6. Having perused the impugned order dated 09 th March, 2022, this Court is of the view that the Respondents’ action of denying the benefit of immunity on the ground that the penalty was initiated under Section 270A of the Act for misreporting of income is not only erroneous but also arbitrary and bereft of any reason as in the penalty notice the Respondents have failed to specify the limb – “underreporting” or “misreporting” of income, under which the penalty proceedings had been initiated.
7. This Court also finds that there is not even a whisper as to which limb of Section 270A of the Act is attracted and how the ingredient of sub-section (9) of Section 270A is satisfied.

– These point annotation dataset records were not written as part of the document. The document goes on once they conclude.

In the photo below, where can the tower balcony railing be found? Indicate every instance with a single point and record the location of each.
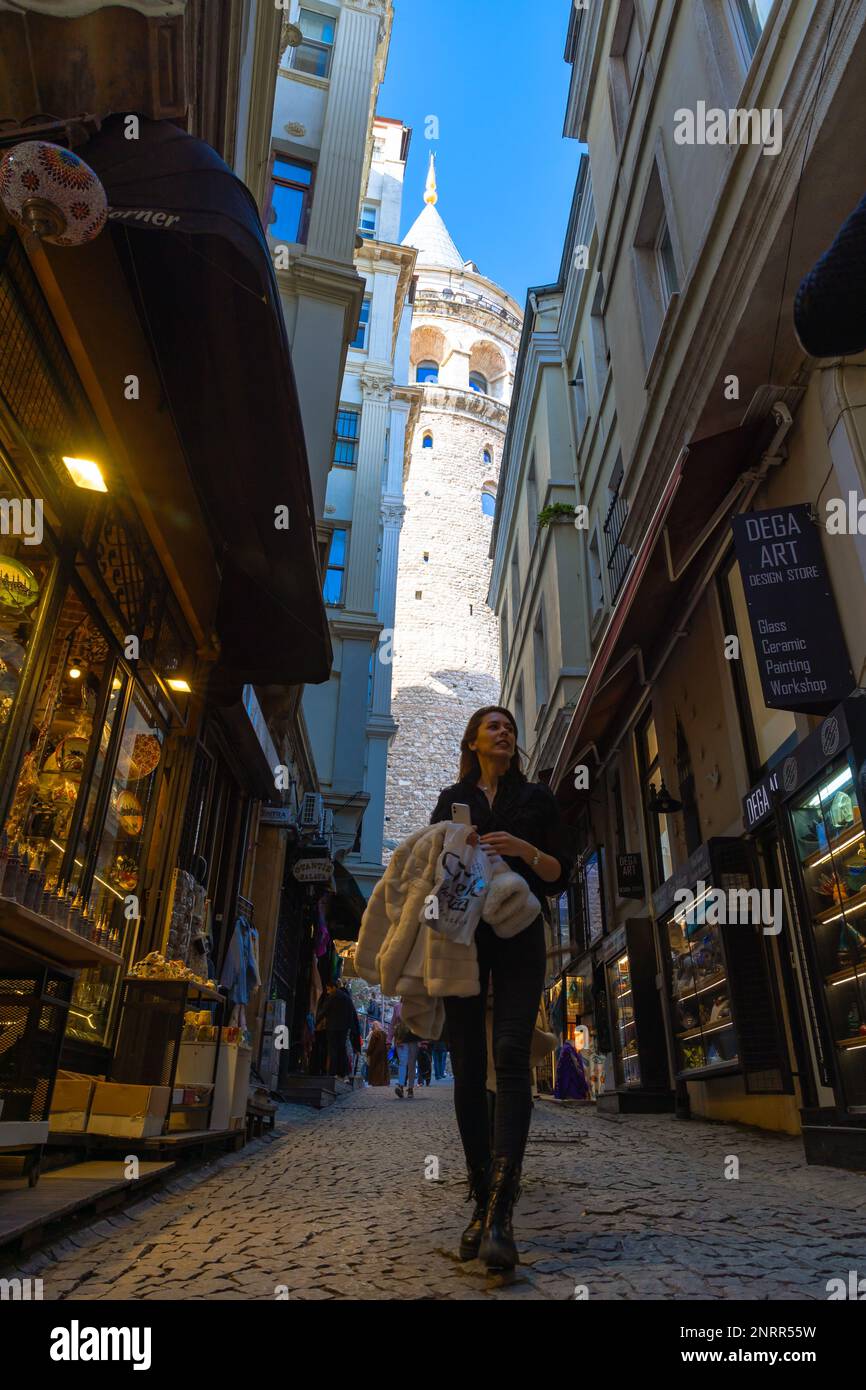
(452, 296)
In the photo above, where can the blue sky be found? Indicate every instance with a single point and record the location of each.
(492, 72)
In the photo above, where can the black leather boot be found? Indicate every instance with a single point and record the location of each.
(498, 1248)
(478, 1187)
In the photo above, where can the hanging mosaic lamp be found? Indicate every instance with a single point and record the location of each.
(53, 193)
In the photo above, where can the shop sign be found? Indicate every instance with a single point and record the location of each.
(260, 729)
(630, 876)
(801, 651)
(277, 816)
(313, 870)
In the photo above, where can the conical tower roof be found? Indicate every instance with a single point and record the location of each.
(428, 232)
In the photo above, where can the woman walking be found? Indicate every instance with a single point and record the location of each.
(519, 820)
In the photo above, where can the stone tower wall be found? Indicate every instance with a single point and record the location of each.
(446, 642)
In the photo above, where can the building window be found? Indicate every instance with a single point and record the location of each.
(540, 655)
(749, 20)
(503, 637)
(360, 338)
(601, 350)
(531, 503)
(656, 274)
(367, 221)
(766, 731)
(520, 716)
(658, 827)
(580, 398)
(345, 444)
(335, 570)
(291, 199)
(597, 584)
(619, 555)
(313, 56)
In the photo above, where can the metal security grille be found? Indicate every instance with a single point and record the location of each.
(34, 1009)
(619, 556)
(38, 381)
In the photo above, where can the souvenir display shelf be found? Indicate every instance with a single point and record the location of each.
(624, 1025)
(830, 841)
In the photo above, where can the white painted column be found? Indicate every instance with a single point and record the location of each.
(360, 587)
(341, 160)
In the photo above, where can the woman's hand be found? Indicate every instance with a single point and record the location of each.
(499, 843)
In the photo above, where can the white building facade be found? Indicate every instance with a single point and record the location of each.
(464, 335)
(349, 719)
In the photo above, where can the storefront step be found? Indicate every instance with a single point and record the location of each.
(29, 1216)
(635, 1102)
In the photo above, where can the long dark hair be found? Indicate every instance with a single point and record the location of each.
(470, 767)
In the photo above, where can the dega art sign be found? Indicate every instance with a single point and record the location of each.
(798, 638)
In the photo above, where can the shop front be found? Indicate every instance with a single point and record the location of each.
(722, 1005)
(627, 966)
(815, 802)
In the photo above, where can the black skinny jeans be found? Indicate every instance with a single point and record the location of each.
(517, 970)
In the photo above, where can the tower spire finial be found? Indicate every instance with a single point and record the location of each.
(430, 188)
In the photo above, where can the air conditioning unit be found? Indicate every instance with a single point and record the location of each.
(312, 811)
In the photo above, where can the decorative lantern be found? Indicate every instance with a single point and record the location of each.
(53, 193)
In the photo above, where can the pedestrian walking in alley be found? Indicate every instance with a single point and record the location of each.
(377, 1057)
(407, 1052)
(519, 820)
(572, 1083)
(339, 1019)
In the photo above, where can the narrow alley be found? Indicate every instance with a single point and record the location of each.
(337, 1205)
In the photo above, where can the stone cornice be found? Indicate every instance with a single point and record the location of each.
(456, 401)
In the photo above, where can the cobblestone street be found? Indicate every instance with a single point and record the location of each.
(337, 1205)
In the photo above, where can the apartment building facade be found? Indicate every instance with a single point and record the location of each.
(704, 756)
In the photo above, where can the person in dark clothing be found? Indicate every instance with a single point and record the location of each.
(341, 1019)
(519, 820)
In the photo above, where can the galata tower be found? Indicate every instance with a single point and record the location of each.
(464, 338)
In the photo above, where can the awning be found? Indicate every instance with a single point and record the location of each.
(651, 605)
(198, 264)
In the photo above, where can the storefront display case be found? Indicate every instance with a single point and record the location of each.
(637, 1029)
(723, 1012)
(816, 799)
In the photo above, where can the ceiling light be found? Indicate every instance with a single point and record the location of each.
(85, 474)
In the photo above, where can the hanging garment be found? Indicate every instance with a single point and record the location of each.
(241, 969)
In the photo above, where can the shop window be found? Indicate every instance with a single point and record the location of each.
(766, 731)
(25, 569)
(658, 827)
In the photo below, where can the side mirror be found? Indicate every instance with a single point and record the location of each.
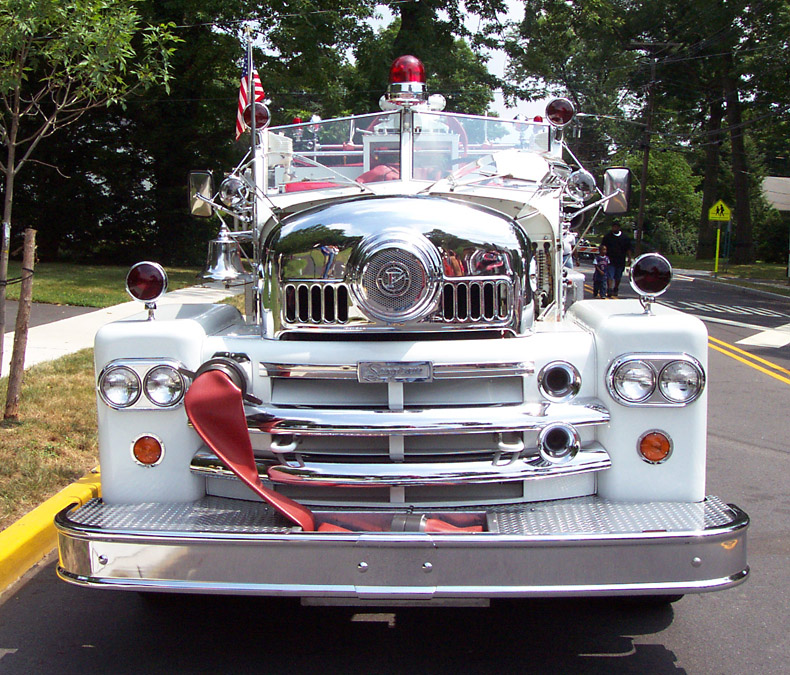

In the absence of such particulars, the mere reference to the word “misreporting” by the Respondents in the assessment order to deny immunity from imposition of penalty and prosecution makes the impugned order manifestly arbitrary.
8. This Court is of the opinion that the entire edifice of the assessment order framed by Respondent No.1 was actually voluntary computation of income filed by the Petitioner to buy peace and avoid litigation, which fact has been duly noted and accepted in the assessment order as well and consequently, there is no question of any misreporting.
9. This Court is further of the view that the impugned action of Respondent No.1 is contrary to the avowed Legislative intent of Section 270AA of the Act to encourage/incentivize a taxpayer to (i) fast-track settlement of issue, (ii) recover tax demand; and (iii) reduce protracted litigation.
10. Consequently, the impugned order dated 09th March, 2022 passed by Respondent No.1 under Section 270AA (4) of the Act is set aside and Respondent No.1 is directed to grant immunity under Section 270AA of the Act to the Petitioner.
11. With the aforesaid directions, the present writ petition along with pending applications stand disposed of.